Python을 사용하여 DynamoDB에 효율적인 일괄 쓰기: 단계별 가이드-파이썬 튜토리얼-php.cn

Python을 사용하여 DynamoDB에 효율적인 일괄 쓰기: 단계별 가이드

Barbara Streisand

풀어 주다： 2025-01-08 06:49:41

원래의

416명이 탐색했습니다.

Efficient Batch Writing to DynamoDB with Python: A Step-by-Step Guide

이 가이드에서는 대규모 데이터 세트에 중점을 두고 Python을 사용하여 AWS DynamoDB에 효율적으로 데이터를 삽입하는 방법을 보여줍니다. 최적의 성능과 비용 절감을 위한 테이블 생성(필요한 경우), 임의 데이터 생성, 일괄 쓰기 등을 다룹니다. boto3 라이브러리가 필요합니다. pip install boto3을 사용하여 설치하세요.

1. DynamoDB 테이블 설정:

먼저 AWS 세션을 설정하고 DynamoDB 테이블의 리전을 정의합니다.

import boto3
from botocore.exceptions import ClientError

dynamodb = boto3.resource('dynamodb', region_name='us-east-1')
table_name = 'My_DynamoDB_Table_Name'

로그인 후 복사

create_table_if_not_exists() 함수는 테이블의 존재를 확인하고 테이블이 없으면 기본 키(id)를 사용하여 테이블을 생성합니다.

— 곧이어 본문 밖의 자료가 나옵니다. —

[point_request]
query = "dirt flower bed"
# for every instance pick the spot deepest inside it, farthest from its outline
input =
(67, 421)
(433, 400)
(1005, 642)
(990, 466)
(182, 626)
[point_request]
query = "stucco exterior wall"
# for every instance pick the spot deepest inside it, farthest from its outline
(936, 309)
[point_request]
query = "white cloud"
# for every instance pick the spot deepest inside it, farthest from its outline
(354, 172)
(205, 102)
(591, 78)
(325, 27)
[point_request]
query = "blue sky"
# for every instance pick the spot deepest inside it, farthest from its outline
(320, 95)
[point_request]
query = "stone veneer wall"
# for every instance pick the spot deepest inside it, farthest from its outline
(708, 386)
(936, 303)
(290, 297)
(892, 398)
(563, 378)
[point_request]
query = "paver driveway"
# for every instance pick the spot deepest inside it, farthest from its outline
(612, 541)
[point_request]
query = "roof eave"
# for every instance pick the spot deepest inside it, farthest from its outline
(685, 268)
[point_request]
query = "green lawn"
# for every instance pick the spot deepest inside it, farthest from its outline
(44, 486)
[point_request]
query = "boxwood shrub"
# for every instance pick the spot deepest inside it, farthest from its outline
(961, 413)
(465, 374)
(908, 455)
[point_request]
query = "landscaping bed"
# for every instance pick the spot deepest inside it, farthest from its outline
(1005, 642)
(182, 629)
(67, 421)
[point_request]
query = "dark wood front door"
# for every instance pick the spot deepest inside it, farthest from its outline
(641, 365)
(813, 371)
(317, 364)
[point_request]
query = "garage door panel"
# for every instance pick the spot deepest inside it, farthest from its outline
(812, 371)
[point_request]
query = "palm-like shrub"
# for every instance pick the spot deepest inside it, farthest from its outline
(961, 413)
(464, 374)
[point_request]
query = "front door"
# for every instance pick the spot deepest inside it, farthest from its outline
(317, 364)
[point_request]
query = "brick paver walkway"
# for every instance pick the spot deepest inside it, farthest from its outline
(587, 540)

def create_table_if_not_exists():
    try:
        table = dynamodb.Table(table_name)
        table.load()
        print(f"Table '{table_name}' exists.")
        return table
    except ClientError as e:
        if e.response['Error']['Code'] == 'ResourceNotFoundException':
            print(f"Creating table '{table_name}'...")
            table = dynamodb.create_table(
                TableName=table_name,
                KeySchema=[{'AttributeName': 'id', 'KeyType': 'HASH'}],
                AttributeDefinitions=[{'AttributeName': 'id', 'AttributeType': 'S'}],
                ProvisionedThroughput={'ReadCapacityUnits': 5, 'WriteCapacityUnits': 5}
            )
            table.meta.client.get_waiter('table_exists').wait(TableName=table_name)
            print(f"Table '{table_name}' created.")
            return table
        else:
            print(f"Error: {e}")
            raise

로그인 후 복사

2. 무작위 데이터 생성:

id, name, timestamp 및 value을 사용하여 샘플 레코드를 생성합니다.

import random
import string
from datetime import datetime

def generate_random_string(length=10):
    return ''.join(random.choices(string.ascii_letters + string.digits, k=length))

def generate_record():
    return {
        'id': generate_random_string(16),
        'name': generate_random_string(8),
        'timestamp': str(datetime.utcnow()),
        'value': random.randint(1, 1000)
    }

로그인 후 복사

3. 일괄 데이터 쓰기:

batch_write() 함수는 효율적인 대량 삽입을 위해 DynamoDB의 batch_writer()를 활용합니다(배치당 최대 25개 항목).

def batch_write(table, records):
    with table.batch_writer() as batch:
        for record in records:
            batch.put_item(Item=record)

로그인 후 복사

4. 주요 작업 흐름:

주요 기능은 테이블 생성, 데이터 생성 및 일괄 쓰기를 조정합니다.

def main():
    table = create_table_if_not_exists()
    records_batch = []
    for i in range(1, 1001):
        record = generate_record()
        records_batch.append(record)
        if len(records_batch) == 25:
            batch_write(table, records_batch)
            records_batch = []
            print(f"Wrote {i} records")
    if records_batch:
        batch_write(table, records_batch)
        print(f"Wrote remaining {len(records_batch)} records")

if __name__ == '__main__':
    main()

로그인 후 복사

5. 결론:

이 스크립트는 일괄 쓰기를 활용하여 상당한 데이터 볼륨에 대한 DynamoDB 상호 작용을 최적화합니다. 특정 요구 사항에 맞게 매개변수(배치 크기, 레코드 수 등)를 조정하는 것을 잊지 마십시오. 추가적인 성능 향상을 위해 고급 DynamoDB 기능을 살펴보세요.

위 내용은 Python을 사용하여 DynamoDB에 효율적인 일괄 쓰기: 단계별 가이드의 상세 내용입니다. 자세한 내용은 PHP 중국어 웹사이트의 기타 관련 기사를 참조하세요!